Sua execução envolve etapas extremamente padronizadas, o que configura mais rapidez e segurança para o paciente. Um cateter será inserido na virilha até a região da próstata e por meio dele serão aplicadas pequenas esferas no interior das artérias que irrigam a próstata. Dessa forma, a próstata irá diminuir de tamanho ao longo de algumas semanas. Na verdade, e sendo mais específico, a maior parte dos pacientes refere uma melhora súbita dos sintomas após 4 semanas.

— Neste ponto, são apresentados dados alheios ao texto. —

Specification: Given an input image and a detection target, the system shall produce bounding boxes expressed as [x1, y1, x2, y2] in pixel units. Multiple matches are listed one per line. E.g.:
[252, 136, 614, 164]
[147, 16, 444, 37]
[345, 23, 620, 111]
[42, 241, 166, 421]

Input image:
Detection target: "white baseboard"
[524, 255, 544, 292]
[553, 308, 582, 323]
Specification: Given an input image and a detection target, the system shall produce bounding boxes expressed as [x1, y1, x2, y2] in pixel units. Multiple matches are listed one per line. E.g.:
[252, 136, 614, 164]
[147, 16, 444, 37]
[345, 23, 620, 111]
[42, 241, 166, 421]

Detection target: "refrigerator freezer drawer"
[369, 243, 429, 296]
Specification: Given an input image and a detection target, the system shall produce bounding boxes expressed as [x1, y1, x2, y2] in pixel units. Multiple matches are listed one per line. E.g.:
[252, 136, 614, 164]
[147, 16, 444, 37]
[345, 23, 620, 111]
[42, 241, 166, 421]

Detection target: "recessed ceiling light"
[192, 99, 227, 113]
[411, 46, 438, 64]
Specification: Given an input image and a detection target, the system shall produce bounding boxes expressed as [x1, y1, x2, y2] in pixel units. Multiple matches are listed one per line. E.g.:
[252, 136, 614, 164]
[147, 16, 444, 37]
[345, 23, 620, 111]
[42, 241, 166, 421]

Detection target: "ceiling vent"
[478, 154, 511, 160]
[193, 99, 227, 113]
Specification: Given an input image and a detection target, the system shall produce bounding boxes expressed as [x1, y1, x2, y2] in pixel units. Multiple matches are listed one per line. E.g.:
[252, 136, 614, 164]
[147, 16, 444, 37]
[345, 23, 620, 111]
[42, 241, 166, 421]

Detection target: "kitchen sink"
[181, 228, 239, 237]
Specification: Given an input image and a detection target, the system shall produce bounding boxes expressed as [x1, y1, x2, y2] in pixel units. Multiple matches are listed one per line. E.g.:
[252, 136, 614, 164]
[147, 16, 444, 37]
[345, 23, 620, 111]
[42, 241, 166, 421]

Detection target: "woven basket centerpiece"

Um dos grandes diferenciais da embolização das artérias prostáticas é que ela não exige internação, a anestesia é local(na virilha) e não há necessidade de uso de sondas. E justamente por ser verdadeiramente minimamente invasiva, o paciente poderá realizar o procedimento e voltar para a casa no mesmo dia.
Outra vantagem é que através desse método os pacientes continuam apresentando ejaculação durante o orgasmo, fato que não pode ser considerado nas outras técnicas. Mas, vale lembrar que a embolização das artérias prostáticas é apenas uma das alternativas de tratamento. Existem vários outros procedimentos que poderão ser realizados. A escolha da opção ideal vai depender diretamente da gravidade do quadro, bem como de uma análise feita pelo médico.